Test it out yourself, or have someone else test it.

If you have another person test it, do it without giving them instructions to make sure it’s intuitive to use.

Make changes as needed, then test your extension again.

Even after you launch your extension, you can continuously optimize and improve it. That’s how we got the Ubersuggest Chrome extension 2.0.

Once you’re happy, it’s ready to use.

Can I Practice Making a Chrome Extension?

Once you upload your extension to the Chrome store it’s live and usable.

If you don’t want your extension to be publicly accessible, you can always make a GitHub repo that people can clone from.

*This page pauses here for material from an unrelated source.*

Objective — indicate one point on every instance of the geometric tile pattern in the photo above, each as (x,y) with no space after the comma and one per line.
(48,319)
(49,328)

This requires giving people access to your source code, so be sure to consider this before uploading anything onto GitHub.

You can also experiment with open source samples before diving into your extension.

Samples for Chrome Extensions are available on Google’s GitHub.

Conclusion

Creating a custom Google Chrome extension is a great way to improve your browser functionality and create optimal user experiences.

What’s more, your tool can drive traffic to your website, so modifying that experience can result in new leads for your business.

Remember, some of the most powerful Chrome extensions were built by people just like you!

It may be a learning curve to get your extension where you want it to be, but it’s worth it when you have an exciting new feature to show off to your friends—and prospective clients.

What kind of Chrome extensions have you built?